I was just reading Juliana Kenny’s article on TMCnet, entitled, ‘Horror Gets More Horrifying with IVR’, and I followed the link out to YouTube to see the movie trailer she talks about. Yikes! This has to be the most interesting use of speech recognition I’ve ever seen or heard of.

It is a trailer for a movie called ‘Last Call’ in which the viewers register their cellphone numbers to be randomly called as audience participants in a horror movie. Using speech recognition the application randomly calls a registered moviegoer, and they get to interact with, or direct, the actions of the protaganist in the horror movie. My words cannot do this justice, you need to go see the trailer for yourself.

Someone let me know where I can see one of these – in English though. If I had to use German, like in the trailer, I’d send that poor actor right to their death!

I’m a big fan of outbound dialing if done properly. In May, I presented a pitch entitled “Outbound Notification – Its’ not your Mother’s Dialer”, for CRMXchange’s Virtual Speech Symposium, in which I talked about how far we have come from the days of Robocalls. We have come a long way and outbound isn’t going to go away, but instead get better and better.

This morning Interactive Intelligence announced enhancements to the company’s automated dialing application in particular for the credit collection market. Interactive Intelligence’s Interaction Dialer is a blended inbound/outbound dialing application used in myriad different industries, but collections typically holds a pretty good portion of applications.

With this release Interaction Dialer now includes skills-based dialing, “just-in-time” DNC (do-not-call) functionality, enhanced call analysis, and increased scalability.
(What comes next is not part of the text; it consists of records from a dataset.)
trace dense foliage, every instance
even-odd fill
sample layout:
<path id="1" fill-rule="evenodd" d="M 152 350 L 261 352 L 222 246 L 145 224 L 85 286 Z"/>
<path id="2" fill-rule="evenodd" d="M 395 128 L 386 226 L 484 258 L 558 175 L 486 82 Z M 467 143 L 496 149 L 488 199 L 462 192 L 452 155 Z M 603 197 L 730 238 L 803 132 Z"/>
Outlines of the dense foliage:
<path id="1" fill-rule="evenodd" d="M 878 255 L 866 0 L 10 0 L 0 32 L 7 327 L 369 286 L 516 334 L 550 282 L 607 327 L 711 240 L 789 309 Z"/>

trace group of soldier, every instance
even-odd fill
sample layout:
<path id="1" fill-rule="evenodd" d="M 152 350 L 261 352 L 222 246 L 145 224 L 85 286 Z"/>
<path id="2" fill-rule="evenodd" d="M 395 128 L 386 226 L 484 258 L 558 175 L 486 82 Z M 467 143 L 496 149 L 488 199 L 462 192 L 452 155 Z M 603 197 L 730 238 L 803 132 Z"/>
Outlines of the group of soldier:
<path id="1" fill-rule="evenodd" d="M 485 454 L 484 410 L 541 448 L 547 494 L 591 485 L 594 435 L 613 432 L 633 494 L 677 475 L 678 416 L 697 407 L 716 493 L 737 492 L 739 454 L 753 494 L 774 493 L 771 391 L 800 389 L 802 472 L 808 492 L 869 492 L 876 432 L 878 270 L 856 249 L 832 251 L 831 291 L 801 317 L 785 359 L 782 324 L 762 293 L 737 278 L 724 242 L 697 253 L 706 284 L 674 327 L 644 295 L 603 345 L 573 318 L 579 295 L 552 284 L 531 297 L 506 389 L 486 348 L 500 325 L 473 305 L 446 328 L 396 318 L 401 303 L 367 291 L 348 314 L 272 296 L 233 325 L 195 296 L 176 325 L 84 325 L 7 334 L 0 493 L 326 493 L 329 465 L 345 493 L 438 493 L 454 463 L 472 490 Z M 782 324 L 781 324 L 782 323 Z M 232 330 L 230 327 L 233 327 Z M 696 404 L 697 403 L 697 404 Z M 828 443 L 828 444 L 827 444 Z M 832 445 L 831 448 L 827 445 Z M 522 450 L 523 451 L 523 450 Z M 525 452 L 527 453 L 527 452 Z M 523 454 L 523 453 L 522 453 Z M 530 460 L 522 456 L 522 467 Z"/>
Details from the press release included:

“Interaction Dialer’s® skills-based dialing feature enables automated outbound calls to be made based on the availability of agents with defined skills. By ensuring that calls are made based on appropriate agent availability, abandon rates and talk times are reduced.

Interaction Dialer’s® “just-in-time” DNC feature adds the ability to scrub DNC lists – including cell phone scrubs — whose status may have changed between the time the contacts were originally scrubbed/loaded and the time they are dialed. This helps ensure compliance and increases the efficiency of dialing campaigns.

In addition, Interaction Dialer® now includes media server-based international call analysis. This enhanced call analysis offers improved network message recognition for maximum dialing accuracy. It also adds redundancy and eliminates third-party components for improved reliability and simplified management.

Interaction Dialer® also offers dialing and database access optimization, thus enabling credit and collection agencies to support up to 250,000 calls per hour/per server or more depending on configuration. The option of a centralized configuration using the company’s SIP-based Interaction Gateway at remote sites also helps lower costs by reducing hardware requirements.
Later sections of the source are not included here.